Thursday, June 23, 2016

Blue and Grey Chevron Tank

At the beginning of spring I sat down and sketched a couple of tops that I wanted to make this summer.  I've since made two of these tops - the Marfy inspired top and the teal and grey wrap top. The next one I wanted to try was a bias cut chevron top.

I had the perfect material in my stash, a blue and grey stripe knit with a very nice drape to it.

The plan for this top was for a loose flowing tank top with straps made from the arm binding and neck binding joining together at the shoulder.



Once again I started with my basic sloper.  Since the stripes on the material were 1" wide I decided to make all the bindings 1" wide as well which means the shoulder needed to be trimmed down to two inches wide (1" for neck binding, 1" for arm hole binding).  After the teal and grey top ended up with the arm scythe too low I raised that by about 1/2" and then graded between the underarm point and the shoulder.   The neckline was squared off across the back and brought down to a V in the front.
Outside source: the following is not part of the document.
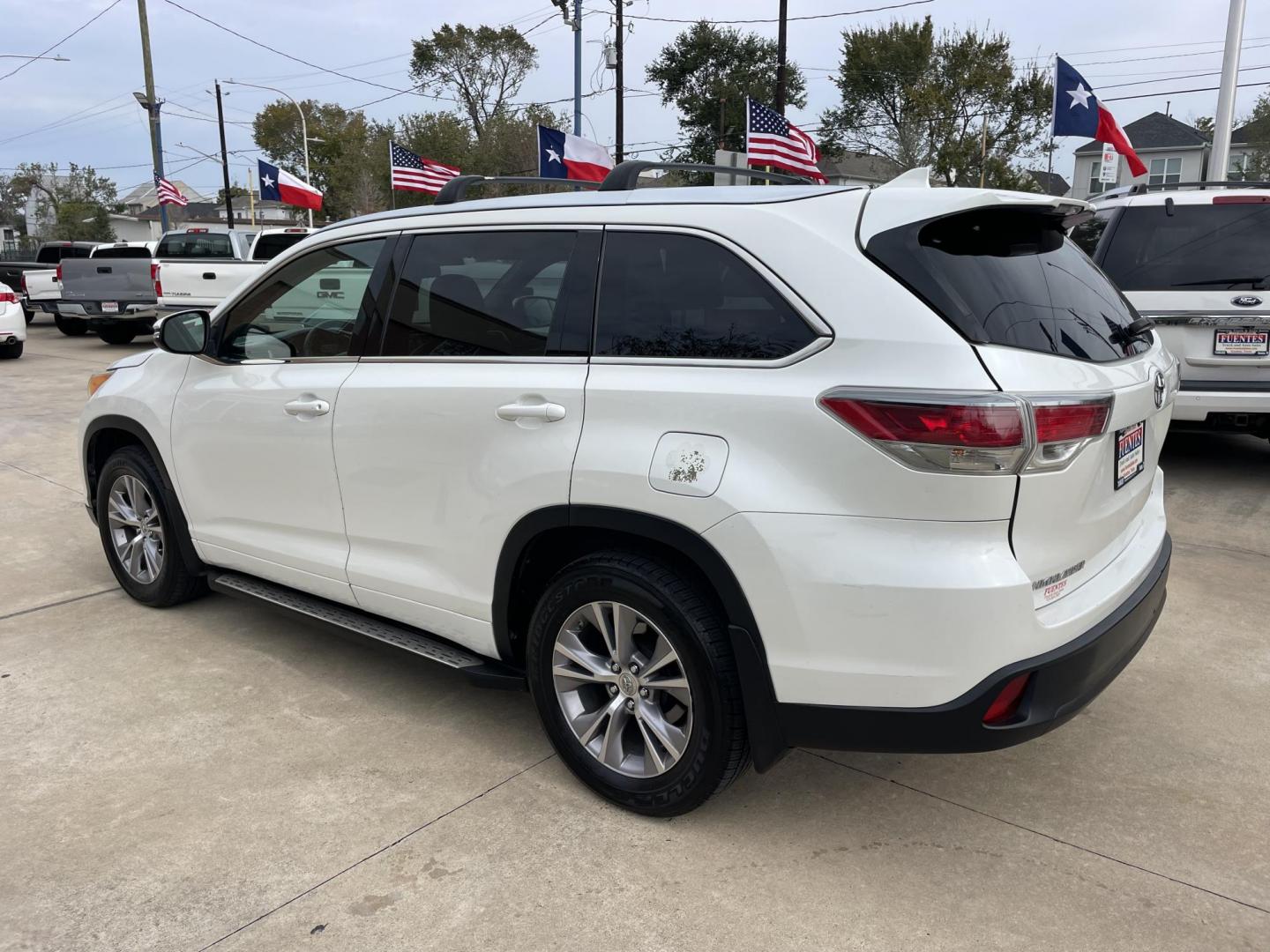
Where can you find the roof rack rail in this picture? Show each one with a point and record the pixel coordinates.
(1143, 188)
(456, 190)
(625, 175)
The only other change I made to the basic pattern was to flare the top out from the underarm to the hips.



The front and back pattern pieces were cut on the bias making sure I aligned the stripes at center back and front.  The neckline binding pieces were all cut out centered along grey stripes, but by the time I got to cutting out the armholes I'd had enough pattern matching and I just cut them out where ever I had space - trying at least to keep the symmetrical on both sides of the body.  The front armholes ended up matching the body pretty well - a total fluke!



I realised the convenience of using a store bought pattern when I went to put the top together.  My choice of construction order when sewing together the front was not good and I created quite a few issues for myself that I would never have had if I were just following a pattern.  I learnt from the front and the back went together a lot more smoothly.  But by the time I had the top pieced together with all the bindings in place I was not in a good frame of mind.  I had lots of plans for how I was to finish the top but in the end I just wanted to get it done so the binding on the neckline is just top stitched in place inside ad the shoulder seams are just serged together which does not sit great.
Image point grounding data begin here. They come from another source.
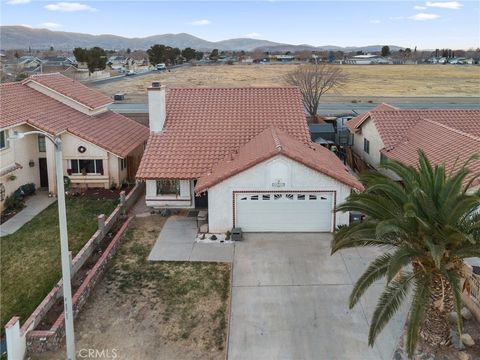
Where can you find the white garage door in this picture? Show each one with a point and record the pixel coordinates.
(284, 212)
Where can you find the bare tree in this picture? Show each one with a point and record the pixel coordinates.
(313, 81)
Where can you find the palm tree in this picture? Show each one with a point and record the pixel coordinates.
(427, 224)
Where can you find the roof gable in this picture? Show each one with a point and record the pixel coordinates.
(113, 132)
(441, 144)
(71, 89)
(272, 142)
(203, 126)
(355, 123)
The final question was how to finish the bottom.  I changed my mind on this so many times looking for a way to make the top sit nicely.  In the end I went with the front angled down to the sides, cut straight across the back and reinforced with a twill tape along the hem line.





I found without the tape at the hemline it clung a bit too much for my liking - I still don't love the way this top turned out, but it's not terrible and it will get worn.